# Christmas in World War II



## Njaco (Dec 24, 2013)

'Father Christmas' in a costume and mask presents a young girl with a gift. This boy and other children are attending a Christmas party held at Admiralty House, London. Some children wear party hats and smart clothing. The room is decorated with a tree, balloons and a large novelty cracker. Mrs Attlee, wife of the future Prime Minister, is in Red Cross uniform to the right of the picture 17 December 1942.







A unit postman with a sack of Christmas parcels decorated with holly near Weert.NOVEMBER 1944






A group of cheerful men from the Royal Artillery display chickens acquired for their Christmas dinner, Venray in Holland, 24 December 1944.

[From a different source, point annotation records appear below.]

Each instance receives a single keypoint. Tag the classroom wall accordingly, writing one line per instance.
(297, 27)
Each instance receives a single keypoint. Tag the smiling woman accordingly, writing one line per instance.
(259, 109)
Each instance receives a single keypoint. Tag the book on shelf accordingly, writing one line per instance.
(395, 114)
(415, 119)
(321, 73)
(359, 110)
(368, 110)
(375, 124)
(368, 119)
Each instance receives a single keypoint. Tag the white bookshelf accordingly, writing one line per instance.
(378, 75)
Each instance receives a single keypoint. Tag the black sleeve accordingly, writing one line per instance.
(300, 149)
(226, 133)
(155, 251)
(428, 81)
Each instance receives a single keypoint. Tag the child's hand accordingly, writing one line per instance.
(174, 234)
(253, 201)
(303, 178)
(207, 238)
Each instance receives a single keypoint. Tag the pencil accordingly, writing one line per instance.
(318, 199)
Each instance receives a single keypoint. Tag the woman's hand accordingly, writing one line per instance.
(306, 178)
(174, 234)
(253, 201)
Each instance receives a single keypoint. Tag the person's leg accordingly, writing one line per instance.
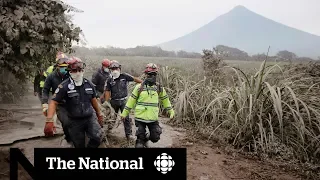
(40, 96)
(77, 132)
(141, 134)
(155, 131)
(127, 123)
(62, 115)
(94, 132)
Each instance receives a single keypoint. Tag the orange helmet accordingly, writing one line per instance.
(75, 63)
(115, 64)
(151, 68)
(106, 62)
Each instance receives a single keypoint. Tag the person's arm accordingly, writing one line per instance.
(52, 109)
(36, 83)
(163, 97)
(131, 102)
(95, 105)
(137, 80)
(46, 89)
(95, 79)
(107, 90)
(57, 97)
(130, 78)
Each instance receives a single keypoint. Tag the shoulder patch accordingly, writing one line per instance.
(57, 90)
(71, 86)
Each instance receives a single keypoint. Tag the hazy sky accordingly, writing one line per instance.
(128, 23)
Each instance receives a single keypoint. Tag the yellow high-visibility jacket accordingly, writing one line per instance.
(46, 74)
(146, 103)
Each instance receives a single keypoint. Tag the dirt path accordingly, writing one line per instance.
(203, 162)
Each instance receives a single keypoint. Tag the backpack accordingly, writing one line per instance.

A group of german soldiers on Christmas Eve.






SCENES AT STALAG VIIIB (LAMSDORF) PRISONER OF WAR CAMP, GERMANY: Interior view of a camp hut showing prisoners' accommodation and possessions on Christmas Day 1944. Homemade Christmas decorations hang from the ceiling and the overcrowded, cluttered conditions endured by the prisoners are evident.






Men of the Border Regiment enjoy Christmas dinner at Mouchin in France, 17 December 1939.





German Luftwaffe soldiers celebrating Christmas.






An aircrew officer and a guard on night duty listen to a choir, composed of the ground crew of No. 122 Wing, singing Christmas carols by a Hawker Tempest in a dispersal at Volkel airfield (B80), Holland, conducted by the Wing's Padre, Squadron Leader K J Morgan.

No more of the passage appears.